The message, which was delivered during a mass at the University of Nairobi, was particularly relevant for Kenya where poverty continues to inflict the lives of millions and inequality continues to grow.
The United Nations’ Human Development Index (HDI), published last year, for instance, found that Kenya’s wealth remains concentrated in the hands of a small segment of the population, placing the country among the world’s most unequal societies.
The report says the incomes of Kenya’s richest 20 per cent of the population rose steadily in the past decade to stand at 11 times more than the total incomes of the poorest 20 per cent.
Great values of Africa
The UN ranked Kenya at position 147 globally, saying that each of Kenya’s 42 million citizens would earn Sh189,624 ($2,158) annually were the total income to be distributed equally.
Pope Francis spoke to that reality with a plea to Kenyan people to “let the great values of Africa’s traditions, the wisdom and truth of God’s word, and the generous idealism of youth” guide them in working to shape a society that is just, inclusive and respectful of human dignity.
“May you always be concerned for the needs of the poor, and reject everything that leads to prejudice and discrimination, for these things, we know, are not of God,” the Pontiff said.
The message was a continuation of the one he delivered during his meeting with senior government officials, the diplomatic corps, civil society groups and bishops at State House, Nairobi where he urged Kenyan leaders to promote responsible models of economic development.
“I encourage you to work with integrity and transparency for the common good, and to foster a spirit of solidarity at every level of society,” the Pope said, even as he pleaded with his audience to show genuine concern for the needs of the poor, the aspirations of the young, and a just distribution of natural and human resources.
Kenya has since independence 54 years ago grappled with the challenges of inequality, tribalism and corruption, which have been linked to mass impoverishment of a large segment of its population, intolerance and social strife.
Extreme disparity between the rich and poor was partly blamed for the post-election violence in 2007 and 2008 that nearly consumed the country.
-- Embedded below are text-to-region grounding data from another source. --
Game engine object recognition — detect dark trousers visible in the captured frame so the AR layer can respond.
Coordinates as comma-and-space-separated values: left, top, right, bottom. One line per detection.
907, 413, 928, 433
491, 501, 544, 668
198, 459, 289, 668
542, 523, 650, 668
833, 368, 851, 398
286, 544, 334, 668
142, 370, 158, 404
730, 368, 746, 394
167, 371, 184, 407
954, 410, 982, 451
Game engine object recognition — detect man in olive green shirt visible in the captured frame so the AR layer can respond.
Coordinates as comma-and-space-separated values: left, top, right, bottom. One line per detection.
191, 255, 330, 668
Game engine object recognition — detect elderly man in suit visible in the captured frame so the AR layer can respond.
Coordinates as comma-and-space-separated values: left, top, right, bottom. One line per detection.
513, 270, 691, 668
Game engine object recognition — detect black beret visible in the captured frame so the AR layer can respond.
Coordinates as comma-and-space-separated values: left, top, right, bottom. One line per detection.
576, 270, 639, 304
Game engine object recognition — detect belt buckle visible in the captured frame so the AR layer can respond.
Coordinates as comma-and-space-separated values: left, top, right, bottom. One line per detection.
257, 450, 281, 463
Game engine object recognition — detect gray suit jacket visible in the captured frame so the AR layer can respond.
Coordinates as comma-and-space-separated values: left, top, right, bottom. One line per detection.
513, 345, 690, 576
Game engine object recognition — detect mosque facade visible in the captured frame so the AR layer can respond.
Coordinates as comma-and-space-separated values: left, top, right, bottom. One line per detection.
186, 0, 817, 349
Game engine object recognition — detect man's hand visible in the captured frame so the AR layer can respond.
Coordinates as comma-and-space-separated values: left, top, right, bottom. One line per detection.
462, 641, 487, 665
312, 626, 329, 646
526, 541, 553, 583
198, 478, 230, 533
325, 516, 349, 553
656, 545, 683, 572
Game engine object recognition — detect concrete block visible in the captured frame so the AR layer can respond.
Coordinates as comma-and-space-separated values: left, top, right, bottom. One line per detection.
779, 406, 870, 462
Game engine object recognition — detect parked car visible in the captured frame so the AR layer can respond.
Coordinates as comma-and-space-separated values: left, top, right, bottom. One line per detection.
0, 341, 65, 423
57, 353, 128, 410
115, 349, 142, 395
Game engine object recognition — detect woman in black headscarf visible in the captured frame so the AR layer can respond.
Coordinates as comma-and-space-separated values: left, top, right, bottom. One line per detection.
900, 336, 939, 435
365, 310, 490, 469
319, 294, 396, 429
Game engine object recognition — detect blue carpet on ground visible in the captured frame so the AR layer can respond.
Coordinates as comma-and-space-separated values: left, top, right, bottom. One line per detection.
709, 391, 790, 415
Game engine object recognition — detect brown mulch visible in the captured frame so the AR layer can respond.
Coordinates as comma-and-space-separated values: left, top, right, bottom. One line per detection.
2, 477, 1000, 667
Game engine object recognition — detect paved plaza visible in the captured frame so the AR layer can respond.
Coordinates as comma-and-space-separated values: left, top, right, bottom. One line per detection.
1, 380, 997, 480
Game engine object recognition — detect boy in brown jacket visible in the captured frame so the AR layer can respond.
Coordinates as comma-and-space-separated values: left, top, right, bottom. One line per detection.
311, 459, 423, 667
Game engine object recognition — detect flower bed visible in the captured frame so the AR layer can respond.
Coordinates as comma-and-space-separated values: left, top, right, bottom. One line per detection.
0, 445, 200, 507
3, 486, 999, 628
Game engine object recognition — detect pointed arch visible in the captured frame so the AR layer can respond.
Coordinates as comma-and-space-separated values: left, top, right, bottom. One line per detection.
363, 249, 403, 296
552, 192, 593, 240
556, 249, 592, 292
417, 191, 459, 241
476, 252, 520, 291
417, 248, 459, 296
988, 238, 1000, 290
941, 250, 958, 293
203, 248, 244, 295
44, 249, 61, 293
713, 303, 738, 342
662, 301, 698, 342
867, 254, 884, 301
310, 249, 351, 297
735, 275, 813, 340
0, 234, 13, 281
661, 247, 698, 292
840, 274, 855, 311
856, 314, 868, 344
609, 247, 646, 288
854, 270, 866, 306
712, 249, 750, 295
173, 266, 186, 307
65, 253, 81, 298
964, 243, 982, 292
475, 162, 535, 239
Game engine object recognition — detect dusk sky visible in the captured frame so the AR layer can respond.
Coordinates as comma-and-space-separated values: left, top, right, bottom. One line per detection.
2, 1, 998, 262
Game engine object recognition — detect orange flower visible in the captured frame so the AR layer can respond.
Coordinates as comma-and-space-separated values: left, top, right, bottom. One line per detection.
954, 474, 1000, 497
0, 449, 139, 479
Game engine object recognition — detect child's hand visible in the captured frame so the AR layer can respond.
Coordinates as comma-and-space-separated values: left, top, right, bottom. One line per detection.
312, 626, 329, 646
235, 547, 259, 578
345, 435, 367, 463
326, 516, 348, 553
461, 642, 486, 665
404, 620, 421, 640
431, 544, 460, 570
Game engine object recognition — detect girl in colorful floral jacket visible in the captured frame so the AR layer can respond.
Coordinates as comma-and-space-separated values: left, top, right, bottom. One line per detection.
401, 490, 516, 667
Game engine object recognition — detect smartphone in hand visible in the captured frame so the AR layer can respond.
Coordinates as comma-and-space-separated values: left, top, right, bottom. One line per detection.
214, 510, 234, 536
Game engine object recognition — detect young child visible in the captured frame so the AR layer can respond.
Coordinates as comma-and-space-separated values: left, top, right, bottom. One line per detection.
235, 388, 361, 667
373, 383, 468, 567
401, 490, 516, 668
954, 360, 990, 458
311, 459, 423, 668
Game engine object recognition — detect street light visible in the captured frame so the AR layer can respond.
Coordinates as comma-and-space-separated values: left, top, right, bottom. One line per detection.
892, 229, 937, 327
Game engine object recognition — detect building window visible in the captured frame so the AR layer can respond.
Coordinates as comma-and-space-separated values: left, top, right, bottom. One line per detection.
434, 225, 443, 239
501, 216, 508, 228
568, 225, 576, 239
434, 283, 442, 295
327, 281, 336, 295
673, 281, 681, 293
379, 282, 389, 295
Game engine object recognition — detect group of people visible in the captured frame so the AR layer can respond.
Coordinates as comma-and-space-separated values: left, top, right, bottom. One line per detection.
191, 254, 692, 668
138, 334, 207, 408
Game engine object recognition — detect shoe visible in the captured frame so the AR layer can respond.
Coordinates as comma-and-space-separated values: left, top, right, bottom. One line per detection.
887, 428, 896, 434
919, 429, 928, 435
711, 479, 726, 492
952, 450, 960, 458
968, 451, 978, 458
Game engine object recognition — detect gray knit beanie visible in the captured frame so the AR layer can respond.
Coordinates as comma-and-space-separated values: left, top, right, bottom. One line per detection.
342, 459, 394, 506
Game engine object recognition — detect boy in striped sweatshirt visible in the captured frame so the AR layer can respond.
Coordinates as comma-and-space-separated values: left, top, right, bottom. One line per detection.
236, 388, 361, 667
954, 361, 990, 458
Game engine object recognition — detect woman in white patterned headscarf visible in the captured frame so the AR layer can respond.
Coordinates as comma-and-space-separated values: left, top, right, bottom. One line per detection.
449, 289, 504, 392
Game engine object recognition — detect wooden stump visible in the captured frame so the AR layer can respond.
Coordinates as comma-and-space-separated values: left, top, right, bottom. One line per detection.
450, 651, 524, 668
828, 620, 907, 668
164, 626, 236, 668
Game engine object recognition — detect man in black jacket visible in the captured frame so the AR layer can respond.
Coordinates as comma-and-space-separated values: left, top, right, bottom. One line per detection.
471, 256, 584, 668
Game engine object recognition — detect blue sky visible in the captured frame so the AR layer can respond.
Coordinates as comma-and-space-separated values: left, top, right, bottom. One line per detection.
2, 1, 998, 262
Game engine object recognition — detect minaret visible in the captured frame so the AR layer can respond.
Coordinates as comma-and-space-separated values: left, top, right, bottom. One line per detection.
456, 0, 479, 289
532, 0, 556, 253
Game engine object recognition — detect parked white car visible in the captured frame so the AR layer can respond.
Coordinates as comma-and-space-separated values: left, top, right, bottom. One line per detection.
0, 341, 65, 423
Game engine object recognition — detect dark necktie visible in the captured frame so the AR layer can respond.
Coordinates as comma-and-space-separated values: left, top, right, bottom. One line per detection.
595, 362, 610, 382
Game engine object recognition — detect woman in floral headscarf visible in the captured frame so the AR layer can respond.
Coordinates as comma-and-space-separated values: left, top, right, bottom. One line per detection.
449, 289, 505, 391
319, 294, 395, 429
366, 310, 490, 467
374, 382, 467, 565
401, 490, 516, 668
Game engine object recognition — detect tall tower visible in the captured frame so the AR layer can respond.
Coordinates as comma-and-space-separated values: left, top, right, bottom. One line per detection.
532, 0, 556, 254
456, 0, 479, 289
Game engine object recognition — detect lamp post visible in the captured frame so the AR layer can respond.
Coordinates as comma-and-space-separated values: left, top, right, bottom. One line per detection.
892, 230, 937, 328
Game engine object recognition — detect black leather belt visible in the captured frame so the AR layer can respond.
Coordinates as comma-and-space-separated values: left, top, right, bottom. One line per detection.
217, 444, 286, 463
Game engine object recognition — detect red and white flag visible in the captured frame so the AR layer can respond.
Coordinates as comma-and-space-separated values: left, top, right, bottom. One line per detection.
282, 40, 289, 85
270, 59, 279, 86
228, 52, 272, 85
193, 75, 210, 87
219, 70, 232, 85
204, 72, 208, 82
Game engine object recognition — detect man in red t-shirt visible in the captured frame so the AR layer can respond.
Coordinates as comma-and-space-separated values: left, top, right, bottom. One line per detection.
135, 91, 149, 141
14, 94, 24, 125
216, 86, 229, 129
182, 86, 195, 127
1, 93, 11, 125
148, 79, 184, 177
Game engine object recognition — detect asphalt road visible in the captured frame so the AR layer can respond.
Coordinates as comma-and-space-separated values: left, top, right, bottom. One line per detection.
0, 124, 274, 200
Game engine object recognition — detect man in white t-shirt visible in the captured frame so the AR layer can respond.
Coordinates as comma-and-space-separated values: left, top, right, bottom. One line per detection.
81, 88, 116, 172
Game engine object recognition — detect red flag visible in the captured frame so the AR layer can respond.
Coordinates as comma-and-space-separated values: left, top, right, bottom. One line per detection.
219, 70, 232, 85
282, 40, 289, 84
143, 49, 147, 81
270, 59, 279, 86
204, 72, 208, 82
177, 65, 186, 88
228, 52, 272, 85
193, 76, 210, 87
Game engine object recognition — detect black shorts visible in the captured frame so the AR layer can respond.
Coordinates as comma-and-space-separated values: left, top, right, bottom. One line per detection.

The violent clashes, which resulted in more than 1,000 deaths and displacement of about 600,000, is estimated to have cost the economy at least Sh100 billion.
Poverty and exclusion have been linked to the radicalisation of Kenyan youth by Islamist groups such as Somalia’s Al-Shabaab and it remains to be seen whether the country’s leadership will heed the Pontiff’s warning and commit to finding economic solutions to the many challenges — including insecurity — that comes from religious and ethnic extremism.
“In building a sound democratic order, strengthening cohesion and integration, tolerance and respect for others, the pursuit of the common good must be a primary goal,” Pope Francis said, warning that violence, conflict and terrorism feed on fear, mistrust, and the despair born of poverty and frustration.
Thousands of people gathered at the University of Nairobi grounds and the nearby Central Park to participate in the Papal mass.
Many of those who travelled from across the country had arrived at the grounds as early as 3 a.m. and waited for hours till the mass started at 10 a.m.
Braving the rains and inconvenience of closed roads within the city centre they listened to the mass which was partly celebrated in Latin. Pope Francis’ message of peace and reconciliation brought together the leaders from both sides of the political divide who attended the service in one accord.
Former president Mwai Kibaki, former vice-presidents Moody Awori and Kalonzo Musyoka, and former prime minister Raila Odinga, joined President Uhuru Kenyatta and Deputy President William Ruto along with other government officials in celebrating the one-and-a-half-hour mass.